Sich Sorgen machen: Umgang mit schwierigen Gefühlen

(Lesedauer ca. 4 Minuten)

Wer sich Sorgen macht, meditiert intensiv über etwas, von dem er gar nicht will, dass es eintritt. Wozu tut man das?

Was sind Sorgen?

Einige der häufigeren Probleme, mit der Menschen zu mir kommen, sind „Sorgen“: „Ich mache mir so viele Sorgen, das tut mir gar nicht gut, kann ich das los werden?“

Sorgen sind auf die Zukunft gerichtete Gedanken, die mit einem ängstlichen und spannungsgeladenen Gefühl einher gehen.
Wir machen uns keine Sorgen um das Wetter gestern, aber wohl um das Wetter morgen, wenn wir da eine Wanderung geplant haben. Gedanken, die auf die Vergangenheit gerichtet sind, können auch mit Spannungsgefühlen einhergehen, dann aber eher mit Wut statt mit Angst, z.B. wenn wir hadern und verbittert sind.

Oft drücken sich Sorgen in Fragen aus („Warum ist sie noch nicht zuhause?“) oder sie gehen mit typischen Formulierungen einher wie „hoffentlich nicht!“ oder „Es wird doch wohl nicht!“ („Hoffentlich ist ihr nichts passiert!“).

Die Sorgen werden erst dann zu Sorgen, wenn sich die Gedanken wiederholen, in meist gleicher oder ähnlicher Form, und auf die Fragen gar keine Antworten gefunden werden.
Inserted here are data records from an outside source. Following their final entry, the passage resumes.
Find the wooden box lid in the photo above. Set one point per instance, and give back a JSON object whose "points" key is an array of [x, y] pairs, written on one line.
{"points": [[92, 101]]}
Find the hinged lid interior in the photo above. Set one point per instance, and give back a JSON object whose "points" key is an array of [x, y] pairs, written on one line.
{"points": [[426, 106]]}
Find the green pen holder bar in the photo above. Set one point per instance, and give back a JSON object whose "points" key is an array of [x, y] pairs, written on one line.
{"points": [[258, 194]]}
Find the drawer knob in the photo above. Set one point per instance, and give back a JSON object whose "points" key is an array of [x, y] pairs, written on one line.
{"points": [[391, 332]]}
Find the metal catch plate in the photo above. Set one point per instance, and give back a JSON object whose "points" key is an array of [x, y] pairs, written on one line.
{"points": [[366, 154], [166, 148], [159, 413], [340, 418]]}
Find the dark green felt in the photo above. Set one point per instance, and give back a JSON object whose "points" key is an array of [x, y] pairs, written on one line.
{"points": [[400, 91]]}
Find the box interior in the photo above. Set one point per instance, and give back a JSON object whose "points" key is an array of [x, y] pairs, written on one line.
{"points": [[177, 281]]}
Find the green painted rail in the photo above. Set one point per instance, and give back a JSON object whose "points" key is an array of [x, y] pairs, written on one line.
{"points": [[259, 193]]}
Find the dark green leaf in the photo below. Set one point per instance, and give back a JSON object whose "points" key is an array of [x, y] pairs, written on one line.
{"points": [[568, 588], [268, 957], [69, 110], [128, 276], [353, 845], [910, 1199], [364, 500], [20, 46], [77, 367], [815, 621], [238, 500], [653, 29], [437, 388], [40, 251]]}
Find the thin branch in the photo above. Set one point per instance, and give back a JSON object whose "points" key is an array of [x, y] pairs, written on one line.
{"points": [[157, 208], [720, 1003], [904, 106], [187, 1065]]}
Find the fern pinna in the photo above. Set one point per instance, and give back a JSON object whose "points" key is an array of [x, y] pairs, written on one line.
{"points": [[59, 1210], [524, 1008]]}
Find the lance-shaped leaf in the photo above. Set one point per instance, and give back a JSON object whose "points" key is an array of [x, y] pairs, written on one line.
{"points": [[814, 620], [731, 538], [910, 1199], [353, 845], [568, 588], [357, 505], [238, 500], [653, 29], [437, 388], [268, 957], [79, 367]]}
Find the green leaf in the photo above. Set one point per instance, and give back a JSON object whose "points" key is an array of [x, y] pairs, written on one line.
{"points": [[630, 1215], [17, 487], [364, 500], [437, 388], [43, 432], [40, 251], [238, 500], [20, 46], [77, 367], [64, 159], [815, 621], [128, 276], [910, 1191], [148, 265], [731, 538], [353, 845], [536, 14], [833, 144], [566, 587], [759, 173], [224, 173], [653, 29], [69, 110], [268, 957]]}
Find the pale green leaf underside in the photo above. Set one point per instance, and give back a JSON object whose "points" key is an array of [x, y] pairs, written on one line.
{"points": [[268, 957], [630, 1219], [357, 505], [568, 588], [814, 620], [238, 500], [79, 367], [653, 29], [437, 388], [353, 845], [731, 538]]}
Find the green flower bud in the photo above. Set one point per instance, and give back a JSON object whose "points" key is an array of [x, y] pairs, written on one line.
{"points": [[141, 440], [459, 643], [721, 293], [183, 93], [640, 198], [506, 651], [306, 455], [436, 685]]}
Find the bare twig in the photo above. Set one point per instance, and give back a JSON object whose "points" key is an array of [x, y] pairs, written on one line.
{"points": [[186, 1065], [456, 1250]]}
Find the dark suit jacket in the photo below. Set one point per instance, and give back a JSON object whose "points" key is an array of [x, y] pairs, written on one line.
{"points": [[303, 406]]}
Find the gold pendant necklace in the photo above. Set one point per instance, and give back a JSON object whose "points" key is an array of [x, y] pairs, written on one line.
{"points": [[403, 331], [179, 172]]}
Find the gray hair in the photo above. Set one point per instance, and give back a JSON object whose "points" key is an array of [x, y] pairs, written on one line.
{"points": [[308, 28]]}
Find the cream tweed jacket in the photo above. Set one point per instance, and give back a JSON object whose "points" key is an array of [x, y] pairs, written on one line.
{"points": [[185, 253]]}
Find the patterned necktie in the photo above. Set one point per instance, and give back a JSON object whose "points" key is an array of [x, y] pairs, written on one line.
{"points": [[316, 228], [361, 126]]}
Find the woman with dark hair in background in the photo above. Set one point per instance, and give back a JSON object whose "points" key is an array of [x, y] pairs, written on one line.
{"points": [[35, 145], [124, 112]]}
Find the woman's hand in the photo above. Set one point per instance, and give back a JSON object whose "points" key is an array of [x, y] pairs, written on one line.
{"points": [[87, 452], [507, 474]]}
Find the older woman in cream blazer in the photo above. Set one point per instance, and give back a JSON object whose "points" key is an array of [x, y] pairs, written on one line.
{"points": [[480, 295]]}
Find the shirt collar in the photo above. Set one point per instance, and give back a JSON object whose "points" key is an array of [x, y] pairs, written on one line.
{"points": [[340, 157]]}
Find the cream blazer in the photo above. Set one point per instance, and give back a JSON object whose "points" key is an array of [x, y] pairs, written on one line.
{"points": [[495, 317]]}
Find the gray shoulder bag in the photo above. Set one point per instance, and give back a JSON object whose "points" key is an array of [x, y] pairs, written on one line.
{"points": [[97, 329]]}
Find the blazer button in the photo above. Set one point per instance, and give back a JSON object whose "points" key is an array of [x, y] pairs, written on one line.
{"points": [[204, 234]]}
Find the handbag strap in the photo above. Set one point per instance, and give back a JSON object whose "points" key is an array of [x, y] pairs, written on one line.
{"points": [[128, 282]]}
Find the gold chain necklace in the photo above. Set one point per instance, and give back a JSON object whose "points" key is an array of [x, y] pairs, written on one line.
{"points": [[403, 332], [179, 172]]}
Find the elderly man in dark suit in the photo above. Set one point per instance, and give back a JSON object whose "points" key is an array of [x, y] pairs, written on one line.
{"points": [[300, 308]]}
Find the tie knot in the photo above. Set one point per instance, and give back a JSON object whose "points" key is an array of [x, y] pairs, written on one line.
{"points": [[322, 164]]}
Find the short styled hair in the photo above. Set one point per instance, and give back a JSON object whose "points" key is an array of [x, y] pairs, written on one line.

Die Gedanken kreisen, und wir grübeln. Ein einzelner Gedanke wie „Warum ist noch nicht zuhause?“, der keine weiteren Gedanken nach sich zieht, die um das Thema kreisen, wird von uns nicht als Sorgen machen bewertet.

Sorgen müssen von Fürsorge, Mitgefühl und Planung unterschieden werden.

Sorgen, die ich in dieser Weise beschreibe, müssen von Mitgefühl oder fürsorglichem Denken unterschieden werden. „Ich mache mir Sorgen um Paul, der sah so schlecht aus letzte Woche“ führt vermutlich nicht zu Grübeln und kreisenden Gedanken. Sorge ist also etwas anderes als sich Sorgen machen. Diese Sorge wird mir auch nie als Problem serviert. Keiner kommt zu mir und sagt: „Ich habe echtes Mitgefühl mit Paul, der so krank ist, kann ich etwas gegen das Mitgefühl machen?“

Auch Pläne schmieden und sich vorbereiten entsprechen nicht dem sich Sorgen machen. So kann ich locker eine Reise vorbereiten und dabe z.B. ein paar Medikamente einpacken, ohne mir Sorgen zu machen. Ich bin dann einfach nur angemessen vorbereitet, mit weniger Aufwand bei einem Spaziergang, aber mit mehr Vorbereitung bei einer Expedition.

Der Zweck von Sorgen

Wozu machen machen wir uns Sorgen? Einen Zweck müssen sie ja wohl haben, wenn sich so viele Menschen damit herum schlagen.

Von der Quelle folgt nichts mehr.